As a documented DACH flagship, the report names Allianz Project Nemo - a hierarchical seven-agent system (Planner, Cyber, Coverage, Weather, Fraud, Payout, Audit) for claims cases that went live in under 100 days and achieved an 80% reduction in processing and settlement time for eligible cases (source: Allianz, 2025) - with an explicit Human-in-the-Loop at the payout step.

Compliance and audit (informational, not legal advice)

The following notes are informational and do not replace legal advice. A2A chains have structural compliance consequences that are often overlooked in US-centric reference architectures:

• GDPR DPA chain (Art. 28). Every Agent provider is potentially a processor; multi-agent setups lengthen the DPA chain. Every A2A hop is potentially a separate processor relationship with its own data processing agreement.
• Cross-border transfer (Art. 44-49). With a hybrid Salesforce/SAP/Microsoft/Anthropic stack across US-EU clouds, the rule is: you do not carry out one Transfer Impact Assessment, but one per cross-border agent-to-agent hop. Standard Contractual Clauses (SCCs) and TIAs remain mandatory.
• EU AI Act (high-level). Who is provider and who is deployer in a Salesforce-to-SAP-to-Anthropic A2A composition? The cautious reading: each vendor is the provider of its own Agent, the integrating organization is the deployer of the composed system. This allocation is not yet conclusively settled in 2026; corresponding statements are to be regarded as provisional until implementing acts provide clarity.
• Audit trail. Every A2A message can be audit-relevant. It is recommended to propagate a continuous trace ID through every A2A task and every MCP call, to pin model versions, and to log the AgentCards used. The audit-agent pattern from Allianz Project Nemo is regarded as a DACH-relevant blueprint: auditability belongs in the agent topology, not just in the logging pipeline.

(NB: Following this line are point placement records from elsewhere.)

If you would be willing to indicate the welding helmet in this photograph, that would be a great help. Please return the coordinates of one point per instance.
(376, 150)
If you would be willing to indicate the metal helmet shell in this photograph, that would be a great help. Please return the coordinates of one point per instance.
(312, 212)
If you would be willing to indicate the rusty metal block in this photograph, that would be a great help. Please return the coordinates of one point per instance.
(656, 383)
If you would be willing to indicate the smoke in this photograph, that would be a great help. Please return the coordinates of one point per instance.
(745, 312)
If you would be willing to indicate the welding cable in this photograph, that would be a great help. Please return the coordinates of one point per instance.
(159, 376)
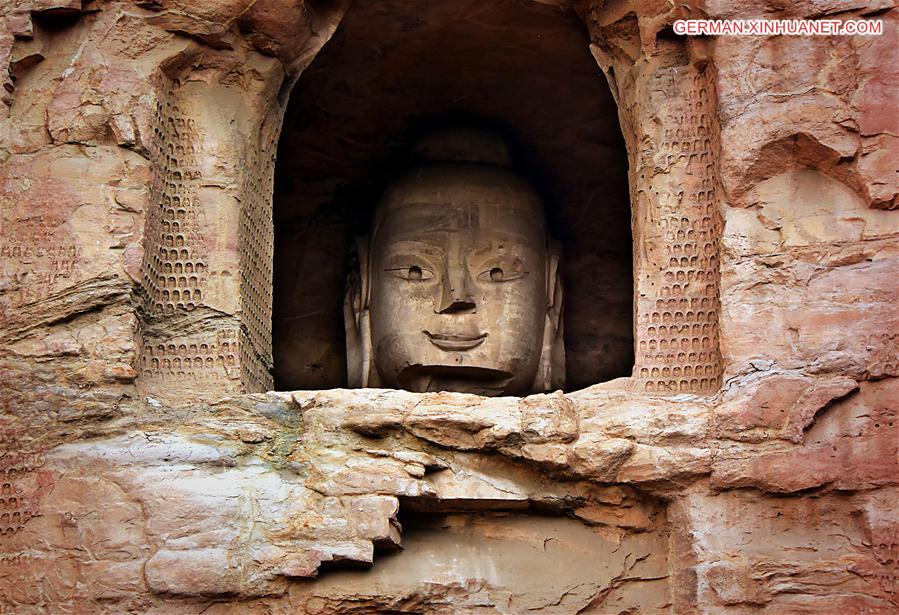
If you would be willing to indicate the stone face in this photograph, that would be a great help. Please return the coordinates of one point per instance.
(139, 471)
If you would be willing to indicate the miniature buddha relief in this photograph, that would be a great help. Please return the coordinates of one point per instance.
(457, 286)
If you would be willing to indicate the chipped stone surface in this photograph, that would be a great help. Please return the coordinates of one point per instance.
(170, 487)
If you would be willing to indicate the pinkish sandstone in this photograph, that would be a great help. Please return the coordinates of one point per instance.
(178, 177)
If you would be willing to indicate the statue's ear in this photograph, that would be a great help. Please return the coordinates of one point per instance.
(355, 317)
(551, 373)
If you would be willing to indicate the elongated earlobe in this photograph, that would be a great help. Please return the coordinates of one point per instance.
(551, 372)
(356, 317)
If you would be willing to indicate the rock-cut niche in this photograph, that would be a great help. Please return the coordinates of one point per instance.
(388, 81)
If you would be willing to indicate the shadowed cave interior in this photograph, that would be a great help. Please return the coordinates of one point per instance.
(395, 70)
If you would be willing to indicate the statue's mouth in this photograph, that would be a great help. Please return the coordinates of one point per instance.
(446, 341)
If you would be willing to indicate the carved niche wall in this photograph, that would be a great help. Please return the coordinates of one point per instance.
(207, 275)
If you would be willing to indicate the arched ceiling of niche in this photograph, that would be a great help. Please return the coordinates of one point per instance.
(392, 64)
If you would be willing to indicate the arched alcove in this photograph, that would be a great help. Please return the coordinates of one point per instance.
(392, 71)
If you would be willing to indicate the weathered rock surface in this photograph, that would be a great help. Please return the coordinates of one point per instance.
(139, 475)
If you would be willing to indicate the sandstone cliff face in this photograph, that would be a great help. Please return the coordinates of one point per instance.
(147, 466)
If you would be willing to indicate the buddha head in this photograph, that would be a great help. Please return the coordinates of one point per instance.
(457, 286)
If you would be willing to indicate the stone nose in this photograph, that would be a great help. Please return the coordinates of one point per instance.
(455, 292)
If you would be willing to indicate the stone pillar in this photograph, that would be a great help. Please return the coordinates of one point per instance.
(666, 100)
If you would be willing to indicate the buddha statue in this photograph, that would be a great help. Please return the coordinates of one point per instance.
(457, 286)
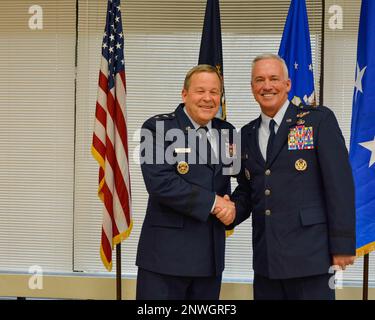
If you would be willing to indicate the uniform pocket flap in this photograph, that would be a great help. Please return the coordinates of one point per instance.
(313, 215)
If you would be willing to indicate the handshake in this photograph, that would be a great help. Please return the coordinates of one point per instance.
(224, 210)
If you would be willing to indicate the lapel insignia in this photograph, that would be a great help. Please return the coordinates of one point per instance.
(301, 138)
(247, 174)
(230, 150)
(182, 150)
(301, 165)
(302, 114)
(182, 167)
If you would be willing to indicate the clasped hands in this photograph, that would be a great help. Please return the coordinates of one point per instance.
(224, 210)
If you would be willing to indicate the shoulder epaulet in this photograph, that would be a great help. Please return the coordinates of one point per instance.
(165, 116)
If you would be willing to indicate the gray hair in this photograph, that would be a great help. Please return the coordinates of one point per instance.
(265, 56)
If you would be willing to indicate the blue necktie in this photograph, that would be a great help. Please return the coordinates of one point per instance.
(203, 135)
(270, 139)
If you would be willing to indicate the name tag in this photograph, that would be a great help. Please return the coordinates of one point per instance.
(182, 150)
(301, 138)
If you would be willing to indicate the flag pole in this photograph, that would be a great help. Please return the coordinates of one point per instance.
(365, 276)
(321, 80)
(118, 271)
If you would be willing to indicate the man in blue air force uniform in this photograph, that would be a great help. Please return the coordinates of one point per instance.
(297, 182)
(181, 246)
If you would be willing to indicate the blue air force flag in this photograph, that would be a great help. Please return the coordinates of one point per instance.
(211, 51)
(295, 49)
(362, 142)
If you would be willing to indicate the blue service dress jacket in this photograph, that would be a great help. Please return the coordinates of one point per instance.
(179, 235)
(301, 199)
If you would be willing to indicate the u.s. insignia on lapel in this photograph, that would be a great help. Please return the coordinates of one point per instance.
(230, 150)
(247, 174)
(182, 167)
(301, 165)
(301, 138)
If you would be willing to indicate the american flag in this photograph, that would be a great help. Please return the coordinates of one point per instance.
(110, 140)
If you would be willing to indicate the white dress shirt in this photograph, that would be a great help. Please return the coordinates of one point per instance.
(264, 131)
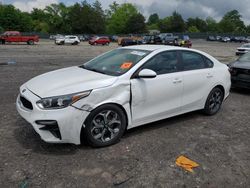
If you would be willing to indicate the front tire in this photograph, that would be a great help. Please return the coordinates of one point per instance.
(214, 101)
(104, 126)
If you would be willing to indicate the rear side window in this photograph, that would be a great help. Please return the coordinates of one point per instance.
(192, 61)
(163, 63)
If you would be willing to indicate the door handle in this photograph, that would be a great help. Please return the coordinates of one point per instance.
(209, 75)
(177, 81)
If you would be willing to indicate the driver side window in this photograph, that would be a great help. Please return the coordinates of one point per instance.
(163, 63)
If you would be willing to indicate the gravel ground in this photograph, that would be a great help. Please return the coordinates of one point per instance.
(146, 155)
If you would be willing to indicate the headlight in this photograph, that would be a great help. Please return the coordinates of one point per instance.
(61, 101)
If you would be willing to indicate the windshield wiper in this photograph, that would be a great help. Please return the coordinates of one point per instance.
(92, 69)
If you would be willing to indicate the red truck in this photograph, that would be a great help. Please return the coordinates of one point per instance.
(15, 36)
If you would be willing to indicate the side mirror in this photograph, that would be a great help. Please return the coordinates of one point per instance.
(147, 73)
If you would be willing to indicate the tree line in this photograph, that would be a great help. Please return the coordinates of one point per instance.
(117, 19)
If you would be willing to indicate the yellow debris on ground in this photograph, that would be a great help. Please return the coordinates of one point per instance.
(186, 163)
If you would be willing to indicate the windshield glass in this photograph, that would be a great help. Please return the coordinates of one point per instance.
(246, 45)
(116, 62)
(245, 58)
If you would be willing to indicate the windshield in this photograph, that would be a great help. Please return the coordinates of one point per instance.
(245, 58)
(246, 46)
(116, 62)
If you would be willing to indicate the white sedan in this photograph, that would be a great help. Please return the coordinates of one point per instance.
(121, 89)
(243, 49)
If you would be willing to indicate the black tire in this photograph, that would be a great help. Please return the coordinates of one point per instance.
(31, 42)
(98, 131)
(2, 41)
(214, 101)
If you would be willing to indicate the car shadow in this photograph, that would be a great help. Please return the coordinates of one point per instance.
(240, 91)
(168, 122)
(31, 141)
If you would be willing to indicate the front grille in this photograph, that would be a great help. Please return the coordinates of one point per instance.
(27, 104)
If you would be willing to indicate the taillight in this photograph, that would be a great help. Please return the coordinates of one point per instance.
(232, 70)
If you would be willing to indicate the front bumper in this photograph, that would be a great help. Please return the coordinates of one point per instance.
(240, 52)
(69, 120)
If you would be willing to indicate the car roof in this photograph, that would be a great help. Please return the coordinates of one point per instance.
(153, 47)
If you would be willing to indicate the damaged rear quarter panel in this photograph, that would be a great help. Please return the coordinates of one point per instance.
(118, 93)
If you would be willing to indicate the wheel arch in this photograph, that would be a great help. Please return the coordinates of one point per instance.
(107, 103)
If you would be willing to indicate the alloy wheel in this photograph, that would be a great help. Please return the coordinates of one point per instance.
(106, 126)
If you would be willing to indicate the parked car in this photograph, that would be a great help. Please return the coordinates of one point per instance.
(211, 38)
(240, 72)
(185, 41)
(54, 37)
(225, 39)
(238, 39)
(243, 49)
(68, 39)
(128, 42)
(152, 39)
(99, 40)
(218, 38)
(121, 89)
(247, 39)
(81, 38)
(15, 36)
(169, 39)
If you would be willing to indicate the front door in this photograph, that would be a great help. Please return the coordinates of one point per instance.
(160, 97)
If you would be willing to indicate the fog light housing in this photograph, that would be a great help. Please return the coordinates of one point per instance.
(51, 126)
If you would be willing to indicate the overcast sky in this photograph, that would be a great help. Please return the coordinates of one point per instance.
(187, 8)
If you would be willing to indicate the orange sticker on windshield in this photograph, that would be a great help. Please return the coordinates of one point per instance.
(126, 65)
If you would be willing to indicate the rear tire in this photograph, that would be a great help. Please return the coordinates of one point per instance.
(104, 126)
(214, 101)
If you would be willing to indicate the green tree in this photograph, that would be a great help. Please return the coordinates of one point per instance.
(136, 24)
(58, 18)
(232, 23)
(174, 23)
(199, 23)
(13, 19)
(193, 29)
(153, 19)
(119, 19)
(212, 25)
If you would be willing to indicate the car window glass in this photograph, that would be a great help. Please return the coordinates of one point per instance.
(192, 61)
(245, 58)
(116, 62)
(163, 63)
(209, 63)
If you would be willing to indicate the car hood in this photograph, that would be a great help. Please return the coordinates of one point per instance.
(67, 81)
(241, 65)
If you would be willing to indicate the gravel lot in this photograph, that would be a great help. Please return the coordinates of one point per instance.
(145, 157)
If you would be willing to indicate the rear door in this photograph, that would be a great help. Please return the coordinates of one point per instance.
(160, 97)
(198, 79)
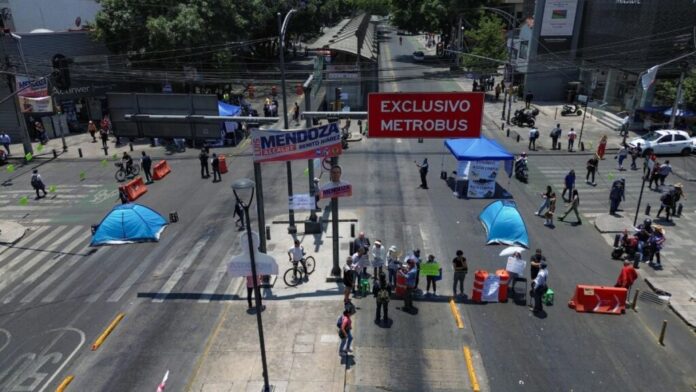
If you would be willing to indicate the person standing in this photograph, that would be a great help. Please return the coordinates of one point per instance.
(460, 270)
(592, 165)
(146, 163)
(203, 158)
(215, 164)
(423, 170)
(574, 203)
(569, 183)
(616, 195)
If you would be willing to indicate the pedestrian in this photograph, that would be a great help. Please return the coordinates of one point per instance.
(545, 203)
(555, 134)
(146, 164)
(627, 276)
(621, 156)
(379, 257)
(592, 165)
(345, 334)
(382, 291)
(423, 170)
(528, 99)
(574, 203)
(460, 270)
(569, 184)
(539, 287)
(215, 164)
(203, 158)
(616, 195)
(571, 139)
(431, 279)
(92, 129)
(602, 147)
(38, 184)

Outlook and practical note

In 2026, A2A has matured from a Google standard into a vendor-neutral, openly governed Linux Foundation project with more than 100 supporters. The structurally strongest safeguard - the Linux Foundation governance - stands against open questions: whether A2A achieves genuine cross-vendor interoperability in production, or fragments through proprietary AgentCard extensions, is the central signal to watch in the coming quarters.

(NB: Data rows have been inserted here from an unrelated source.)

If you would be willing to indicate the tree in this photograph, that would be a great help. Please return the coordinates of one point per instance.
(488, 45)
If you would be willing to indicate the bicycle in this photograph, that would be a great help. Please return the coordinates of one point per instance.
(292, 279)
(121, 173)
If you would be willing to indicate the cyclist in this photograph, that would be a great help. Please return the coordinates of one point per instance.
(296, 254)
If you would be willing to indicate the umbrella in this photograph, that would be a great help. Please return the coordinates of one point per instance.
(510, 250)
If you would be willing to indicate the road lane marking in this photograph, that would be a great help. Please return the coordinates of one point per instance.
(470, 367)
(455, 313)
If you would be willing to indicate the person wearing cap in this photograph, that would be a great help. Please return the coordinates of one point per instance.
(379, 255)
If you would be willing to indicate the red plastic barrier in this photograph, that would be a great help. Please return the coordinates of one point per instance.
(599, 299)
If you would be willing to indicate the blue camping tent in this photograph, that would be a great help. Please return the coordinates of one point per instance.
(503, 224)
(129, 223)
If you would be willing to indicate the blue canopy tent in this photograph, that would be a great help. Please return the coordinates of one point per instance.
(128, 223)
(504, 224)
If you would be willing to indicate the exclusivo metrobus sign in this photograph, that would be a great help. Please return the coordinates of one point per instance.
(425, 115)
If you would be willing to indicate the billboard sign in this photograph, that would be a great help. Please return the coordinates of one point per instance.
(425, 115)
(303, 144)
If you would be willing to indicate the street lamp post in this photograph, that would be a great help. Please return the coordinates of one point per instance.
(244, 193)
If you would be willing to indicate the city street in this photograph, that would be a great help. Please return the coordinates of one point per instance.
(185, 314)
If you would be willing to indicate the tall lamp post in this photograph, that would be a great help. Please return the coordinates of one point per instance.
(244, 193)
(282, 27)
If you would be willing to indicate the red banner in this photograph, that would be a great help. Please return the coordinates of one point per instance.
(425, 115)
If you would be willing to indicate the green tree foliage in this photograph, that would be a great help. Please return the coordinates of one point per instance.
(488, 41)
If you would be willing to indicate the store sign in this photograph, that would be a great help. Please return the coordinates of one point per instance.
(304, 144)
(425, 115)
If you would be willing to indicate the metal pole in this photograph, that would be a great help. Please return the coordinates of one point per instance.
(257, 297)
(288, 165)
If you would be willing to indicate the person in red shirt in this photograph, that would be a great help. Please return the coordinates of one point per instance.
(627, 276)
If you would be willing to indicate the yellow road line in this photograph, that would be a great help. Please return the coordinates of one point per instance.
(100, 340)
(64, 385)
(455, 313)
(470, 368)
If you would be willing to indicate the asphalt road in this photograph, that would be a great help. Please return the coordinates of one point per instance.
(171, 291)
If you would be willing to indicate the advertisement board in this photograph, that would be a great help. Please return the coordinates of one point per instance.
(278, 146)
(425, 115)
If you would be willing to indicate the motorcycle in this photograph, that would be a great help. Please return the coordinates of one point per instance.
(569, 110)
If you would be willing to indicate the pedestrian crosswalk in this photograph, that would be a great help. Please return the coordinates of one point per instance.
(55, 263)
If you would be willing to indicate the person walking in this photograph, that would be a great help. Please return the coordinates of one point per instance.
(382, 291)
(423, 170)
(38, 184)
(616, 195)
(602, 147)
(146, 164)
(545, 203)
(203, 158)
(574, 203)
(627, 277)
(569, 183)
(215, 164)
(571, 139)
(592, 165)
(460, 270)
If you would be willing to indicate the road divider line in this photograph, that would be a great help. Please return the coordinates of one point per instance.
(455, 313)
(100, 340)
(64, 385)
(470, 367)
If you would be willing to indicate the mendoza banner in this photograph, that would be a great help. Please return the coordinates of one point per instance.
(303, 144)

For practice in the DACH region, the pragmatic recommendation is: MCP for Tools, A2A for Agents - anything else is a deliberate deviation from the convergent stack and should be justified. Those acting as a provider or deployer should publish AgentCards, since they are the cross-system contract that determines whether an Agent participates in the 2026 enterprise ecosystem. AGNTCY and NANDA deserve a place on the watchlist but, in 2026, do not belong on the critical path of a multi-agent program. The sensible adoption sequence for large enterprises: first standardize MCP server policy, then introduce A2A within a single platform, subsequently extend to a second one, build an AgentCard registry - and add cross-vendor identity (AGNTCY) only once the volume justifies it.